Injetar as pequenas bolinhas de gordura recheadas de mRNA por baixo da pele é uma forma de garantir uma resposta rápida e eficaz do sistema imunitário, mas também por isso causa tantos efeitos adversos no local da picada. As vacinas inaláveis ou injetadas diretamente nos nódulos linfáticos chegam diretamente às células que devem traduzir o mRNA e colocá-los na montra, mas o volume da vacina que pode ser usada nestes casos é muito pequeno.

As injeções intramusculares, tal como são atualmente usadas para as vacinas contra a Covid-19, parecem ser a melhor solução também para as vacinas de mRNA contra o cancro: “O tecido muscular é altamente vascularizado, contém diversas células imunitárias para processarem o mRNA e a injecção intramuscular induz, em geral, menos reações no local da picada”, escreveu a equipa de Inge Marie Svane.

A equipa de Luigi Aurisicchio acrescentou outras questões que ainda não estão esclarecidas sobre estas vacinas: será preciso adequar a forma de administração da vacina ao antigénio (proteína) que o mRNA vai codificar?

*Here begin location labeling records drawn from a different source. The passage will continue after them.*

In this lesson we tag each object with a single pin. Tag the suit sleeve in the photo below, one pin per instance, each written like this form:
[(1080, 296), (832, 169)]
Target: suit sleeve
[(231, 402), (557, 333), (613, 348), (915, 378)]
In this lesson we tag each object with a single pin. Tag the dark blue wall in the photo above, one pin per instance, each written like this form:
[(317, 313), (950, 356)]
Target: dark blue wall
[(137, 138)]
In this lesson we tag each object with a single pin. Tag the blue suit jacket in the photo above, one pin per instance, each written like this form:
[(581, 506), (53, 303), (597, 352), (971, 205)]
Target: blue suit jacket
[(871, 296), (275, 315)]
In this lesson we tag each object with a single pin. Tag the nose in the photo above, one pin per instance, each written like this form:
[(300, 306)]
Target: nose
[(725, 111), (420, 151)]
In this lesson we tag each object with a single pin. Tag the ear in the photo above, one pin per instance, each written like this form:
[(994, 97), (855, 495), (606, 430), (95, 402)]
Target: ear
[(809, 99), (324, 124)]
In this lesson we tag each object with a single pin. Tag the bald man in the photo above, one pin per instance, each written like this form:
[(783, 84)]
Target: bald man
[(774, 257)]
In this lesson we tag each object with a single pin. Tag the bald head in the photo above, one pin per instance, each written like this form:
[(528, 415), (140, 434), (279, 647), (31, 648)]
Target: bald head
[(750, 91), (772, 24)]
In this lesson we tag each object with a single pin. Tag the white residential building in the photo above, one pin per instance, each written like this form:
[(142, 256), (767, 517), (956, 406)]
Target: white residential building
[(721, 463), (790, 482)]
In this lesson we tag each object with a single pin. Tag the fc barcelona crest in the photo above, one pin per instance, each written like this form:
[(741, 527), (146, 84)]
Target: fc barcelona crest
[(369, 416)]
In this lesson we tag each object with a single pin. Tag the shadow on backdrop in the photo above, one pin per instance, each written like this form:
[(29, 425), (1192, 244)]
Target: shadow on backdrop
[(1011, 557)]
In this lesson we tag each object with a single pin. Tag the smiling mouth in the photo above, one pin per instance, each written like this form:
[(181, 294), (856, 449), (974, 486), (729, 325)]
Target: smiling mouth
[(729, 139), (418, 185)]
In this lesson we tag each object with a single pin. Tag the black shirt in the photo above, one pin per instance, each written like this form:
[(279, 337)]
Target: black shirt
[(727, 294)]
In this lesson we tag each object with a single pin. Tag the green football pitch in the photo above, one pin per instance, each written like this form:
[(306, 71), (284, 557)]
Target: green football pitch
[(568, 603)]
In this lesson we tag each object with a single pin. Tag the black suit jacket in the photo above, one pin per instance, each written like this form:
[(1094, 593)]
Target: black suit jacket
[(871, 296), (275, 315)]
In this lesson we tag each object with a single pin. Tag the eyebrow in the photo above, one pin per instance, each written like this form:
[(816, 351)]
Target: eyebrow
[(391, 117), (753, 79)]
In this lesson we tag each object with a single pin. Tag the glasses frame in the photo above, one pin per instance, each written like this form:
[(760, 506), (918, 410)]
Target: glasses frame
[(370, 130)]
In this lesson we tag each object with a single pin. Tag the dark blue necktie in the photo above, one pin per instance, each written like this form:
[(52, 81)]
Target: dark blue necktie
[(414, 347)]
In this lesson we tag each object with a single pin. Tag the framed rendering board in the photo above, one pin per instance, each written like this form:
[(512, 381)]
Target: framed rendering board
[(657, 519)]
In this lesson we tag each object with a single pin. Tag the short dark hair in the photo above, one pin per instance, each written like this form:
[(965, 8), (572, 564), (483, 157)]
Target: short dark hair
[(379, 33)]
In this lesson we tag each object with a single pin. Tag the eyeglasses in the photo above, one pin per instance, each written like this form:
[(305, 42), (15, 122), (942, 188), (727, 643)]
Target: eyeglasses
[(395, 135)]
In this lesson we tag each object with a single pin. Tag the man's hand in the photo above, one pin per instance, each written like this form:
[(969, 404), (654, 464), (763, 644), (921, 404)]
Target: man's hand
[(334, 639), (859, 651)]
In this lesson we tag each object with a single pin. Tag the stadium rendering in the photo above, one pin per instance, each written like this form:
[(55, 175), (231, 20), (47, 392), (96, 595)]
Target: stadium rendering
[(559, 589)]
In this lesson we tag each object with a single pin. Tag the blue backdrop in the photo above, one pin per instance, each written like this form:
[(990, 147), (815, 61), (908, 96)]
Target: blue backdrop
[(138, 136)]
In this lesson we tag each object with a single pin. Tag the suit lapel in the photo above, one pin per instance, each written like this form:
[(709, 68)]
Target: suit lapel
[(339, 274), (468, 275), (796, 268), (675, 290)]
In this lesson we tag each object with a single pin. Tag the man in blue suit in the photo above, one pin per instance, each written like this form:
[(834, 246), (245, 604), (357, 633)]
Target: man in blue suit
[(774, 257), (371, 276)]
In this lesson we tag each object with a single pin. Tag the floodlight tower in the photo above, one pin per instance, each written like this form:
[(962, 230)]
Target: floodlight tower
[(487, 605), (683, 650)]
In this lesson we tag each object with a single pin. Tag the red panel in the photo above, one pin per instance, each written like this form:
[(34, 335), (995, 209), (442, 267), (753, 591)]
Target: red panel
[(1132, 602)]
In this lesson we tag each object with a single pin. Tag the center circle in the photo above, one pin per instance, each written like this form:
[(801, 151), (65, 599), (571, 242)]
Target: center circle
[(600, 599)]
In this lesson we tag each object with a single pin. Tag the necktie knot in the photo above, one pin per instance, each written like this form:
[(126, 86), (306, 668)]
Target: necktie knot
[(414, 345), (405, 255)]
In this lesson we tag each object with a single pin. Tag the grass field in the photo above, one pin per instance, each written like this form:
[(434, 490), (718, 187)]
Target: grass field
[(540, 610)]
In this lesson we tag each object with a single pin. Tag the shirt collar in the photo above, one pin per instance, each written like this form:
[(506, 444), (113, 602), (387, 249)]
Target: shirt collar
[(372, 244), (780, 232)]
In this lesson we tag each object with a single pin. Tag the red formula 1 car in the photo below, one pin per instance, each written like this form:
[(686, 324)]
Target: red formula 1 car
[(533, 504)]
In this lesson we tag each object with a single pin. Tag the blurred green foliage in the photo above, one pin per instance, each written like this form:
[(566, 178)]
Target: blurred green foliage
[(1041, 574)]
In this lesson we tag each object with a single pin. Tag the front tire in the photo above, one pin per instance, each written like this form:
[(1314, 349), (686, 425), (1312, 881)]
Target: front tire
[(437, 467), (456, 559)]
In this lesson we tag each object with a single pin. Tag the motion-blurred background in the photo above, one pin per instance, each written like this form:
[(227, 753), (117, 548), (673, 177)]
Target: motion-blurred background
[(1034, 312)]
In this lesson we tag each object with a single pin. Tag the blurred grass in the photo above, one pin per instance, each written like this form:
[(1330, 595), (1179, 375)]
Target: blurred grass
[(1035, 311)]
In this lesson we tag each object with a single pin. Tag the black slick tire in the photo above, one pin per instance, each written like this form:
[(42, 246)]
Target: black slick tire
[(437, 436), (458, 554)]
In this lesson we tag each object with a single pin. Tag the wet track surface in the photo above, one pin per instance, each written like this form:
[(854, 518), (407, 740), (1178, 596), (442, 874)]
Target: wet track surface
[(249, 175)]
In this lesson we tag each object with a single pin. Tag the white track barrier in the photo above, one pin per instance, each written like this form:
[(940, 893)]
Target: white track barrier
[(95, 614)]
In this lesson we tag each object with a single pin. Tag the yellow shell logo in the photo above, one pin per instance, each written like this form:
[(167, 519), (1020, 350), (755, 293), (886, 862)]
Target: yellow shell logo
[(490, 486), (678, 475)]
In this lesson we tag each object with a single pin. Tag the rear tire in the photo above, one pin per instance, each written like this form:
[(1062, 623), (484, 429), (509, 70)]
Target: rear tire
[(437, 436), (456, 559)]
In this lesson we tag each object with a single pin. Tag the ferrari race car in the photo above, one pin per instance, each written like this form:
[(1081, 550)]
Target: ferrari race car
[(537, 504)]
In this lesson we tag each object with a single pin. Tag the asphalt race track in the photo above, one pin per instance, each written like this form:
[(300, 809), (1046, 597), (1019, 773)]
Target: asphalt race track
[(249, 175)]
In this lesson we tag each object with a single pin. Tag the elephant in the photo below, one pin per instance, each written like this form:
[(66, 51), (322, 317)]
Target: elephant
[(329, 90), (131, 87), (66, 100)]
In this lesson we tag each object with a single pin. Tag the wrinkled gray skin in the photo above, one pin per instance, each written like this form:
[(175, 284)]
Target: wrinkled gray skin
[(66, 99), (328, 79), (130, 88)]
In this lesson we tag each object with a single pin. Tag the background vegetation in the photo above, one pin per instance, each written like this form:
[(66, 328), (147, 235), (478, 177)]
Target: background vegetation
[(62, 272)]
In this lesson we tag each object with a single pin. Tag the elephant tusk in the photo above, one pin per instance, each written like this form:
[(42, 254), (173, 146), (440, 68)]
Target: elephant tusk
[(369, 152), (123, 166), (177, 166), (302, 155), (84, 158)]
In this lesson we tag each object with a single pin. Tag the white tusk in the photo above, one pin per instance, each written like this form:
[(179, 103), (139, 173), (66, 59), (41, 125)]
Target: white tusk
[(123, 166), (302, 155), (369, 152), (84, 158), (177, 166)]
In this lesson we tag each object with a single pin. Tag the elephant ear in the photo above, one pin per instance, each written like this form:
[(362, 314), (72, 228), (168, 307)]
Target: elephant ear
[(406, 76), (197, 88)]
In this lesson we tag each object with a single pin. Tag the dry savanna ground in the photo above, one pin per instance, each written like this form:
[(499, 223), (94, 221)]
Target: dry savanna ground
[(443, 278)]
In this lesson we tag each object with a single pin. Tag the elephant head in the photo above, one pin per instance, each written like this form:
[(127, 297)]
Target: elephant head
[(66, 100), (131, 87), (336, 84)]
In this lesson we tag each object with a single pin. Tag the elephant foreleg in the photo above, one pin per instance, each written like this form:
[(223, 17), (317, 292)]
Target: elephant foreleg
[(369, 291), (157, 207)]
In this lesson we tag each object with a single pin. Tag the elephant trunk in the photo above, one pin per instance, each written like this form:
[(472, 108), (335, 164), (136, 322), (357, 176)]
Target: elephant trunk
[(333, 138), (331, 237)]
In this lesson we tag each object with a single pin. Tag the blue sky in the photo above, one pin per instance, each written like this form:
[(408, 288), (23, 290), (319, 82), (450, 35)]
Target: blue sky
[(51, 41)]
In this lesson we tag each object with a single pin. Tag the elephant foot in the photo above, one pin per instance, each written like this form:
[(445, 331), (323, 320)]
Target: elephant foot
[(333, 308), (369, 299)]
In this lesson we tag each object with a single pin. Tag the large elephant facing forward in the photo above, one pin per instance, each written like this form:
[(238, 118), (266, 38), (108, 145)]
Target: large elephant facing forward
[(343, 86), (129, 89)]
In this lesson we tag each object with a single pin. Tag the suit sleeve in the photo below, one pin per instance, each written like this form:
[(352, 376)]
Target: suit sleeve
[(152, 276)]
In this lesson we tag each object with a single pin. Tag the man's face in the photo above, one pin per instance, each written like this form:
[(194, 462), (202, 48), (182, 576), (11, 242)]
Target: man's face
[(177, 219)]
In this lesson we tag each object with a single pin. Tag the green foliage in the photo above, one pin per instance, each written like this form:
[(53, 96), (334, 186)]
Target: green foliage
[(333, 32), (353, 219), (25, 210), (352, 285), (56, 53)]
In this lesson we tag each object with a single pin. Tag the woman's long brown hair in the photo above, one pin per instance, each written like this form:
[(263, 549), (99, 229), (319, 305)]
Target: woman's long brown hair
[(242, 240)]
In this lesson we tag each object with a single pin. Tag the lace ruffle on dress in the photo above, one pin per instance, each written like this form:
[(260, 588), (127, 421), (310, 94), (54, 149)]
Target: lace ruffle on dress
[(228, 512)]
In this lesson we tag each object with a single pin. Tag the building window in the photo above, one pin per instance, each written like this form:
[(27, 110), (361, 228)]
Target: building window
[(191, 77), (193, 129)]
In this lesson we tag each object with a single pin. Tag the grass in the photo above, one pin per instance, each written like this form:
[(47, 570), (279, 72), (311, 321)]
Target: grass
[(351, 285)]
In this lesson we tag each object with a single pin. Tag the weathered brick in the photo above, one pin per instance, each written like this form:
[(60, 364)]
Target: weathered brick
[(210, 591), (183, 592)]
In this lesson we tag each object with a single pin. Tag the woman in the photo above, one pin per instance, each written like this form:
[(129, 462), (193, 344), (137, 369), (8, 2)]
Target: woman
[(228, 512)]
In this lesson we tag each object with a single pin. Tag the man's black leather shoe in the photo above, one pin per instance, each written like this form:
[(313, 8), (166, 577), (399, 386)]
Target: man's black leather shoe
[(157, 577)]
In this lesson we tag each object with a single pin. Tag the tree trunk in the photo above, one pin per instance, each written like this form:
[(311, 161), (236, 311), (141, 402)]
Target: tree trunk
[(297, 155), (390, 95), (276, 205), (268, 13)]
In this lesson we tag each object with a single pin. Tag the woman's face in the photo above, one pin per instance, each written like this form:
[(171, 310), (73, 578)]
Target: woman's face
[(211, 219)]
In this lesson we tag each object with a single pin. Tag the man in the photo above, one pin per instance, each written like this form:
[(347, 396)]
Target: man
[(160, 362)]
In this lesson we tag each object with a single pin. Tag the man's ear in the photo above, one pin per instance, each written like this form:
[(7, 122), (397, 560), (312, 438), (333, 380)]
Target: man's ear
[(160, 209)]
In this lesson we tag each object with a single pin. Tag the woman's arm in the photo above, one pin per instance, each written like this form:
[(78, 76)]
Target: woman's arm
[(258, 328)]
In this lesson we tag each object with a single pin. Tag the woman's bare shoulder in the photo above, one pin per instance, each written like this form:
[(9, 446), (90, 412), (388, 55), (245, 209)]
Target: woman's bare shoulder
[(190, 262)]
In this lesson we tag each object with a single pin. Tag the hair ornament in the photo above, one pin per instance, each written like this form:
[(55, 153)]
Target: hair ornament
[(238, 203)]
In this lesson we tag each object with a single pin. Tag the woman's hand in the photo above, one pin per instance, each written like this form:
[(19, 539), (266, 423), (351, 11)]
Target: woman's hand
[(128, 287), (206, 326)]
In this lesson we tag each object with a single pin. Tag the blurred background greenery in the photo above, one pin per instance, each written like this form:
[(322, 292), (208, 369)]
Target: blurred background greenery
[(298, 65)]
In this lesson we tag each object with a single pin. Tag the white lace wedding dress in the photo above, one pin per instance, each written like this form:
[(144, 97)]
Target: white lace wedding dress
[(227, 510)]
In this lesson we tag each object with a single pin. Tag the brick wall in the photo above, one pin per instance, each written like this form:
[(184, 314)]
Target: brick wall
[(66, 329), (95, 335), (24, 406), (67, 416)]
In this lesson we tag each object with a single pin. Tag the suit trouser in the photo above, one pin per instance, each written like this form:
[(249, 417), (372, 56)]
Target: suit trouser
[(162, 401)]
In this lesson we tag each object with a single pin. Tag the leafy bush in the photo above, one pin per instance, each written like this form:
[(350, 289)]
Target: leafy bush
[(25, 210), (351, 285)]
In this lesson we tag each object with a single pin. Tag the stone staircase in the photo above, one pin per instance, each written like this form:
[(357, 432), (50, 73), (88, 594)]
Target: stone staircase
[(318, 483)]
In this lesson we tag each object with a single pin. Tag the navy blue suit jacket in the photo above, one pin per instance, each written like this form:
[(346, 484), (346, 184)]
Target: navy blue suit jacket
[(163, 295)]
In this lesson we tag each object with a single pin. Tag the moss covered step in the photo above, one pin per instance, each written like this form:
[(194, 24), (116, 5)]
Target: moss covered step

Poderá existir uma reação cruzada entre diferentes antigénios codificados na mesma vacina ou com os que existem naturalmente no organismo? No primeiro caso, pode haver uma diminuição da eficácia se não for usado o método correto. No segundo, os efeitos secundários podem ser cumulativos e exacerbados.

Nuno Vale ainda acrescenta mais uma dúvida, que podemos também associar à vacina contra a Covid-19: por quanto tempo se vai manter a resposta imunitária? Ou seja, será que o sistema imunitário se pode “esquecer” dos sinais do cancro que estava a tratar e não ser capaz de identificar células que apareçam em circulação passado alguns meses? Nesta situação, o investigador do Cintesis não fala em “reforço”, como fazemos contra o coronavírus, mas de vários ciclos de vacinação contra o cancro, tal como já existem vários ciclos de tratamentos com as terapias convencionais. Falta, naturalmente, definir como serão esses ciclos.

“Isso pode fazer com que os resultados dos ensaios clínicos da vacina contra o cancro demorem a ser publicados, porque estes ciclos têm que ser estudados pelo menos durante dois anos”, diz Nuno Vale. “Mas eu estou convencido de que no final de 2024 teremos os primeiros resultados dos ensaios clínicos que estão a ser desenvolvidos agora.”